Sunday, December 30, 2012

The Dutch House at Bucksteep Manor by Laurie Smith

 Laurie Smith's book, The Dutch House at Bucksteep Manor, A Geometric Design and 18th Century Hand Tool Workshop covers the workshop he gave in Massachusetts in 2009 for the Timber Framers Guild.  Laurie Smith is a timber framer, historian, and researcher of the use of geometric design in medieval England.
His workshop with Jack Sobon brought together "geometrical design methods and the use of 18th century hand tool techniques for the major timbers". (quote from the foreword of his book, p.iv)

Laurie Smith begins with analysis of the geometry used to design and frame 6 colonial Dutch houses in the Hudson River valley of New York. That understanding, based on measured drawings, became the basis for the frame built at the workshop.

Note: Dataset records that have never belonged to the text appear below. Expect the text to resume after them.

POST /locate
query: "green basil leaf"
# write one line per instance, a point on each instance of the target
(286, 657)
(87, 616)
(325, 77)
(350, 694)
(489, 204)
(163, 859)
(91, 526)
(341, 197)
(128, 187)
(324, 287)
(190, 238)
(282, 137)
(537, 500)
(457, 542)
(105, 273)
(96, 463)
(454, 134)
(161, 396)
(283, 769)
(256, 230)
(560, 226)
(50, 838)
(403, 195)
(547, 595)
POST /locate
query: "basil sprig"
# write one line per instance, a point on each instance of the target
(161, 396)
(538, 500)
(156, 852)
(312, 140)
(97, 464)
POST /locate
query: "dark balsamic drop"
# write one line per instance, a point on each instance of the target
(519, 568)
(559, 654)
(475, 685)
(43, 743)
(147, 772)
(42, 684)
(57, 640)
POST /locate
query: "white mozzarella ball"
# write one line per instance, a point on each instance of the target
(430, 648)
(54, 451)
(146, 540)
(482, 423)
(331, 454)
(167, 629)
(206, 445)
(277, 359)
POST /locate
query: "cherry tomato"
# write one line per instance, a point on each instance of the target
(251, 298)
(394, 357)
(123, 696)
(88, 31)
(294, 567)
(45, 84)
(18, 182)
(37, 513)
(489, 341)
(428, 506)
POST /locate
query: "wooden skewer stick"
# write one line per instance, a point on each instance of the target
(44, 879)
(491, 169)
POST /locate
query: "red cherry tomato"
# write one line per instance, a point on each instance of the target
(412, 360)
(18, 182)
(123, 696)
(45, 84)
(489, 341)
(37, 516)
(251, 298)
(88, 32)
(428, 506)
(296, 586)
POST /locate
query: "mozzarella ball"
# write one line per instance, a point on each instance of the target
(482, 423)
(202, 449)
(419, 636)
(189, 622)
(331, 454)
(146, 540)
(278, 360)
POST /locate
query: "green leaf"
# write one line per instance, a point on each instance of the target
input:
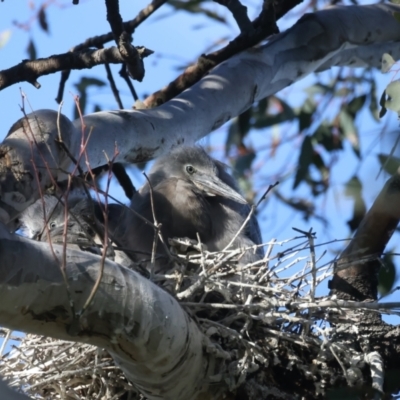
(349, 130)
(387, 63)
(43, 19)
(31, 50)
(238, 129)
(389, 163)
(305, 159)
(393, 96)
(262, 117)
(373, 104)
(353, 188)
(382, 100)
(387, 275)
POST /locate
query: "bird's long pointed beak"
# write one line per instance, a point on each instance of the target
(213, 186)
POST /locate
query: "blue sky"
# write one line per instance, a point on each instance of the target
(177, 39)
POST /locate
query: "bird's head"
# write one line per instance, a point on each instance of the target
(196, 166)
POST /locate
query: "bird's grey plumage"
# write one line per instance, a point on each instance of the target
(192, 193)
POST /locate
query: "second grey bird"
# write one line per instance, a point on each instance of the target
(192, 193)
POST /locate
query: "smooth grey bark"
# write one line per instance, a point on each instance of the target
(157, 345)
(340, 35)
(122, 316)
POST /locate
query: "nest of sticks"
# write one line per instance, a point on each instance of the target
(252, 313)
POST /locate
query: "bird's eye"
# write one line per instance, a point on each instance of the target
(190, 169)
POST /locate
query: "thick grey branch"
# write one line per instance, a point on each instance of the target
(159, 348)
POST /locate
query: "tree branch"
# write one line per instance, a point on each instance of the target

Following the workshop Laurie Smith spoke at TFG's Eastern Conference in Saratoga Springs, NY. The frame of the Dutch house had been erected in the hotel auditorium, but Laurie did not refer directly to it, the course, or the research he had done to prepare. Instead he spoke about his work in England and Wales. It was fascinating.

I attended the conference specifically for his talk as I had read his articles in Timber Framing, the TFG  journal. Later we began to correspond by e-mail. Our latest conversations have been about the Old First Church and the Luykas Van Alen House, both of which I have written about in this blog.

The drawings in the book of the regulating lines, the circle geometry of the 6 houses are clear and beautiful. For me they are a tutorial.
The measured drawings are also a gift. I am very familiar with colonial houses in eastern New England where I spent most of my life. I do not know as well the Dutch framing used in these 6 houses. It is similar to what I see in the part of the Hudson River watershed where I live today. Drawings such as these are not easy to come by, so I am reading them carefully. My thanks to Jack Sobon for the documentation.

For more information, and some pictures, about Laurie Smith and his work see:

Saturday, December 8, 2012

Geometry of the Old First Church, Bennington, VT, part 2 of 2

Here is the diagram for the 'leaves' in the fanlight over the main door to the church.

I include the picture of the fanlight again to make the comparison easier. The diagram for the scallops is in the previous post.

Laurie Smith, timber framer, historian - and the most knowledgeable person I know about the use of circle geometry in medieval design and construction - provided the answer.

 Here is his solutions, drawn by me.

The 'first circle'  creates the fan light. It is in the center.
The expansion of the daisy wheel I have drawn before.

For clarity I have drawn the defining lines in red on the lower half of the first circle. The upper half of the circle - the fan light -  is outlined. On that half I have shown only the leaf part of the pattern.

The center lines (A) define the center points on the daisy petals around the first circle which create the inner hexagon - drawn in red.  The center lines (B) run through the petals of the first circle and the outside circles. Where they cross the hexagon is the center of the circles which create the leaves!

You can see that the red circles cross. If continued they make daisy wheels. Not very complicated, except for where the proportions began.

Thank you, Laurie. 

9/15/2021: I haven't looked at this post for many years. The diagram is not easy to read. I will redrawn  it so the sequence is easy to follow.